Is there a gender gap when it comes to salary?

setwd("~/Downloads/Prof Sameer Mathur")
d_dilemma<-read.csv("Data - Deans Dilemma.csv")
placed<-d_dilemma[d_dilemma$Placement_B==1,c(1:23,26)]
sal_genderwise<-aggregate(placed$Salary, list(placed$Gender), mean)
colnames(sal_genderwise)<-c("Gender", "Average salary")
sal_genderwise
##   Gender Average salary
## 1      F       253068.0
## 2      M       284241.9
summary(placed$Gender)
##   F   M 
##  97 215

The average salary of men is definitely higher than that of the women by a modest margin of 12%. When we see the count of men and women who were placed, we can see a gender gap in the numbers itself, which shows that there are fewer women at the workplace when compared to men.

Boxplot and T-test

attach(placed)
sal_mean_gender<-aggregate(Salary~Gender, data = placed, FUN = mean)
options(scipen = 999)
boxplot(Salary~Gender, main="Gender-wise salaries", xlab="Gender",ylab="salary",col = c("green","blue"),log = "y")

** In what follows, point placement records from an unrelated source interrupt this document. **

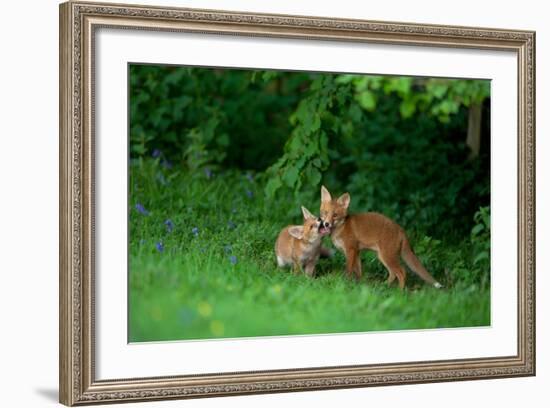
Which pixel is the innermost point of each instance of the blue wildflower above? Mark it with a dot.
(169, 225)
(141, 209)
(161, 179)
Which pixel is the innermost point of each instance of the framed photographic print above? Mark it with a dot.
(256, 203)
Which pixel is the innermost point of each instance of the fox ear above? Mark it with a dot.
(325, 195)
(344, 200)
(296, 231)
(307, 214)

log.transformed.salary = log(Salary)
t.test(log.transformed.salary~Gender,mean.equal = TRUE)
## 
##  Welch Two Sample t-test
## 
## data:  log.transformed.salary by Gender
## t = -2.9732, df = 212.24, p-value = 0.003287
## alternative hypothesis: true difference in means is not equal to 0
## 95 percent confidence interval:
##  -0.1711001 -0.0346748
## sample estimates:
## mean in group F mean in group M 
##        12.40435        12.50723

Interpretations :-

1. The average salary of men at 284241 is higher than that of women at 253068 by around 12%.

2. The boxplot shows that the median male and female salaries are not too spaced out but the male boxplot shows too many outliers towards the higher salary bracket.

3. After performing a t-test on the two variables we can see that the p value is 0.003287, which is too low and hence the NULL hypothesis here that the mean salary of men is NOT significantly higher than the women will be rejected which shows us that the average salary of men is indeed higher than that of women.

4. We get a similar picture from the boxplot that the men have many outliers beyond the maximum salary markm which shows a bias in favor of the men.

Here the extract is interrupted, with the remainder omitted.